Godzina: 10:54
Dzień tygodnia: środa
Coraz większe idiotyzmy wciskają ludziom w gazetach. Ale jak to mówią - tonący brzytwy się chwyta. Palaczy nie brakuje i brakować nie będzie. Fajki, zaraz po broni i benzynie, będą pewnie następnym powodem zatargów społecznych.
Przez cholernych Piratów opóźnia się dostawa cysteaminy. Nienawidzę tych żałosnych tłumów, skomlących o leki. W tym pokurwionym świecie prawo do życia mają jedynie najsilniejsi. Mimo wszystko to smutne, że zostało już tak niewielu PRAWDZIWYCH ludzi. Z krwi i kości. Statystyki nie kłamią, średnio tylko co 23 dziecko nie ma stwierdzonych mutacji genetycznych. Mam dreszcze, za każdym razem, kiedy widzę tego gówniarza z ośmioma palcami u jednej ręki.

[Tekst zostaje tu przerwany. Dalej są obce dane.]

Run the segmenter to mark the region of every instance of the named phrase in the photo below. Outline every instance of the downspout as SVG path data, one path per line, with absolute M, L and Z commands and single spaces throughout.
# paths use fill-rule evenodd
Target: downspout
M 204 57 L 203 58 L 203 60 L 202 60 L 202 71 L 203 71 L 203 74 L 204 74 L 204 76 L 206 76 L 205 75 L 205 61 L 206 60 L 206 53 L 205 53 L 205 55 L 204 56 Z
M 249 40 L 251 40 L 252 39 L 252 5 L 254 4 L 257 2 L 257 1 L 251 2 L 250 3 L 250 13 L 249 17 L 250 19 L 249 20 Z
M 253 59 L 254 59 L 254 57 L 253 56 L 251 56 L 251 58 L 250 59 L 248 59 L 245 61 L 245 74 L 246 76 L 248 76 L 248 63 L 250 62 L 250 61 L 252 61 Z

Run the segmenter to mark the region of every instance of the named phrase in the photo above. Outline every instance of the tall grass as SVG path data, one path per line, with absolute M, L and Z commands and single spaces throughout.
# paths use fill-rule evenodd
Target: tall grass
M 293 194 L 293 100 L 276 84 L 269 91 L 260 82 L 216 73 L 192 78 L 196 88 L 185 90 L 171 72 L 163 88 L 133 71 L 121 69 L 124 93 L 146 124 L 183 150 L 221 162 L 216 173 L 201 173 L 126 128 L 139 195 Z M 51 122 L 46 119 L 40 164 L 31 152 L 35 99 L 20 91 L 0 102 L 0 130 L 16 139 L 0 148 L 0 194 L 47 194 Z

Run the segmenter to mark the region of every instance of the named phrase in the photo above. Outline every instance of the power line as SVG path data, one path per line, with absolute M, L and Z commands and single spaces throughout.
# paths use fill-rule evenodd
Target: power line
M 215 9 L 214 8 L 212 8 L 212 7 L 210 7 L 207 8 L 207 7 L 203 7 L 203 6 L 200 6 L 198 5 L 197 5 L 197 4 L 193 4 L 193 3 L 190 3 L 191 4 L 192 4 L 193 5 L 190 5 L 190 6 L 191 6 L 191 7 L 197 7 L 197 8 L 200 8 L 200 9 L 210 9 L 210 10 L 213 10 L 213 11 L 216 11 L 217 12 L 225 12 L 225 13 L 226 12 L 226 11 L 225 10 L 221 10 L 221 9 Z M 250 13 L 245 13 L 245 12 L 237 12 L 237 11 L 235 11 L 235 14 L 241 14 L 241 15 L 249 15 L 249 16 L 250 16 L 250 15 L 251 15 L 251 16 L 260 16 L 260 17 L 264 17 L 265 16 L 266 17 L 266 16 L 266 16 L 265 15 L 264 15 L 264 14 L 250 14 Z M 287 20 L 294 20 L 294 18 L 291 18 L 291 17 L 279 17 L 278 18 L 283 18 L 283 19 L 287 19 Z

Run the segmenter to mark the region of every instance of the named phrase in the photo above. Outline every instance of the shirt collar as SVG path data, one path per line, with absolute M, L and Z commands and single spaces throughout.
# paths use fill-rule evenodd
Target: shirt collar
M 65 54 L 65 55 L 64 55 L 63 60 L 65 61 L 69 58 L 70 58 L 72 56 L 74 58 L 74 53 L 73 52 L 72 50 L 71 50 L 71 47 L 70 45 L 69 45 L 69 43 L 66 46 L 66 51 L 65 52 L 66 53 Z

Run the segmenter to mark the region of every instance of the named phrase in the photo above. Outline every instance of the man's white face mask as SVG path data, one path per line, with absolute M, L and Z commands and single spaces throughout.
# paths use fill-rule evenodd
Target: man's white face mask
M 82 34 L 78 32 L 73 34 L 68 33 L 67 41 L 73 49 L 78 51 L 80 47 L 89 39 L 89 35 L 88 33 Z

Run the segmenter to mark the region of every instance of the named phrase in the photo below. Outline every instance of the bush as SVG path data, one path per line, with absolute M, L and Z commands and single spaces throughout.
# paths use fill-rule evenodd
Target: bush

Z powodu upałów zupełnie nie mam ochoty wychodzić z laboratorium. Gdyby nie fakt, że na popołudnie jestem wstępnie umówiona z dostawcą, najpewniej w ogóle nie ruszyłabym stąd dupy. Pod ziemią jest dużo chłodniej. Póki co.
Kurwa...skąd ten zapach?! Przecież wczoraj wywaliłam całe żarcie. Swoją drogą...zjadłoby się pieczonego kojota, albo chociaż szczura. Może po drodze zajdę do Setha, w tej jego zapyziałej knajpie czasem można dostać coś smacznego.
Najwyższy czas zacząć rozsądnie rozporządzać funduszami. Kapsle nie leżą w piachu. Miałam odkładać na motor...i oddać wreszcie Vadenowi ten pierdolony dług. Prędzej kurwa doczołgam się do Molochu.